Our home is a Victorian townhouse over three storeys, but the top floor has only one bedroom and a bathroom. The rest of that floor is essentially attic (or loft) space, accessible through a hatch in the ceiling of the middle floor.

As such, the loft is quite long, and far too big for us to use as-is. In fact, I’m a big believer in that if you need to put something in the loft then you probably don’t actually need it at all. I’m pretty sure we only have Christmas decorations stored up there.

This felt like a big waste of space! The loft was a decent height and one could (mostly) stand up in some of it. It also had old fashioned windows in the pitched roof - I have no idea why.

Based on this, we thought we’d try to convert half of the loft into actually usable house space.

The rest of this post briefly describes what we did to accomplish this.

Accessing the new “room”

The stairway up to the top floor has a switchback in it. The mini landing at the switch point happens to be at the same level as the loft floor, and we were able to knock through the wall on that landing in order to reveal the loft behind.

Knocking through the loft wall

As we knocked through, we revealed the loft space. You can see the windows, roof beams and insulation (along with promised bag of Christmas decorations) in the image below. Sorry it’s a bit dark.

After knocking through the loft wall to reveal the loft space

Adding a door

Since the aim was to create a bedroom, we needed to add a door (for obvious privacy reasons). Luckily we had a spare one lying around from a bathroom project (I may write about this soon!) that we were able to cut to size and shape, and then install within a door frame.

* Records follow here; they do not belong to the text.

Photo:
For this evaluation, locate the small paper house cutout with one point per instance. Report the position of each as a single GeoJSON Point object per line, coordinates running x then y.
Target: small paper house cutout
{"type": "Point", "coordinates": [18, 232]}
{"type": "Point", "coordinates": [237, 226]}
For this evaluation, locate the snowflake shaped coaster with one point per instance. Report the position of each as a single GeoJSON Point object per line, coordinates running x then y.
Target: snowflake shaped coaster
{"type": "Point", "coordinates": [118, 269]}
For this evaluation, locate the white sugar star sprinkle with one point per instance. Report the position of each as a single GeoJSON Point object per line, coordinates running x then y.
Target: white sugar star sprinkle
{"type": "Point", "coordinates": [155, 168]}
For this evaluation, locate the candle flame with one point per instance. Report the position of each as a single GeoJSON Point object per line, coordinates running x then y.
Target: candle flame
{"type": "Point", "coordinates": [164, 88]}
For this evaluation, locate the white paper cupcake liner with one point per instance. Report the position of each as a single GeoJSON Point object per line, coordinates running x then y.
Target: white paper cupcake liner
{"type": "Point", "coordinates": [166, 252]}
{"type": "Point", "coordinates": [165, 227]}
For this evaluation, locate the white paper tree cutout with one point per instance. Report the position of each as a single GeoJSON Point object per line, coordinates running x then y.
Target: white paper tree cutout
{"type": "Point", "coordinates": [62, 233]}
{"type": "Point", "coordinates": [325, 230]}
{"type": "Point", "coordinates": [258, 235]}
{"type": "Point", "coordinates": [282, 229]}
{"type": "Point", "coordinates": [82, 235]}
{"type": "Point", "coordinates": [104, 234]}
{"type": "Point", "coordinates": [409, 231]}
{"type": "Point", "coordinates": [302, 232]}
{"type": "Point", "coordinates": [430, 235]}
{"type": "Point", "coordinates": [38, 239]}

Adding a doorframe and door

In the image above you can see the original “sticks” (I’m sure there’s a more technical word for these) that form the wall structure. Afterwards we were able to plaster and paint over this, as shown below.

Tidying up the doorway

Back to the room

Next we added a floor to the room, insulated the (new) roof space and added plasterboard to form a celiling and wall.

In the image below you can see the new floor and the plastered ceiling and far wall. We added hatches to the wall to provide access to the rest of the loft space now behind this room

A ceiling, floor, and wall for the loft room

We also hired an electrician to add some nice lighting, switches, and electrical outlets.

Lighting and power outlets in the loft room

Finishing touches

To finish the room off we washed and coated the brick wall in PVA. This allows us to keep it as an exposed brick wall, but without having dust or dirt coming off from it.

We also painted the walls, ceiling, and beams, and added some wallpaper. We added some flooring, skirting and some shelves. Finally we added some furniture, and the result is below.

The finished loft conversion room

The little window lets through a surprising amount of light. It’s a small bedroom, but it’s cosy and it’s great to have the extra space for when we have visitors!